Amurat Gembicki, son of Maciej Gembicki and Zelida Koritska, was born in Lostaje, near Kąty, which until 1939 was part of the Wilno (Vilnius) administrative district of Poland, but is currently in Belarus. Although his official military records show his date of birth as 24 November 1924, he was actually born on 24 March 1924.

In 1939, the 15-year-old Amurat was lodging with a friend of his father’s in Wilno (Vilnius) in order to go to secondary school in the city. After the USSR invaded Poland as part of the Molotov-Ribbentrop Pact with Nazi Germany, and partitioned off the city and surrounding area to Lithuania, Amurat, together with other Polish students, protested the change in school language from Polish to Lithuanian. As a non-resident, this act got him expelled from school and put over the border into territory the USSR had annexed. This caused him to be arrested, interrogated by the NKVD, and sent off to a gulag.

A year and a half later, Hitler invaded the Soviet Union, and soon after that the Soviets started soliciting volunteers from among the prisoners to fight the Germans. Amurat joined Anders’ Army, where his date of birth was erroneously entered as November instead of March, and travelled with them to join British forces in the middle east. After stops in Damascus, Beirut, British mandate Palestine (later Israel) and Egypt, Amurat volunteered for transfer to the Air Force. After a long boat trip through the Red Sea, Indian Ocean, around the Cape of Good Hope and into the Atlantic Ocean, Amurat finally arrived in Great Britain.

He was trained and assigned to 300 Squadron. He didn’t like to talk about his wartime experiences.

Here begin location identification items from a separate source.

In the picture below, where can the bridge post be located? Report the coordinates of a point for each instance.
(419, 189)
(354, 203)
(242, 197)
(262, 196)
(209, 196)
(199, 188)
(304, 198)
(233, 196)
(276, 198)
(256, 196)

When asked about the participation of 300 Squadron in Operation “Manna”, the dropping of mass amount of food packages in the Netherlands during what the Dutch call “Hongerwinter”, the famine during the first months of 1945, he stated that he could not participate because he was in hospital due to injuries incurred when his Lancaster crashlanded after a mission.

Amurat stayed in the RAF until 1948. After demobilization, he went to London, where he married an Englishwoman, anglified his name and lived in Maida Vale. He contacted the Red Cross to try to find surviving relatives behind what was then called “the Iron Curtain”. At the same time, the children of his father’s sister, who had immigrated to the US at the turn of the century, were also searching for surviving relatives. In 1956, the Red Cross brought the two together, and the cousins sponsored him, his English wife and son, to come to the US. They arrived in New York City on the S.S. Liberté in April 1957. Two years later, his wife gave birth to his second son.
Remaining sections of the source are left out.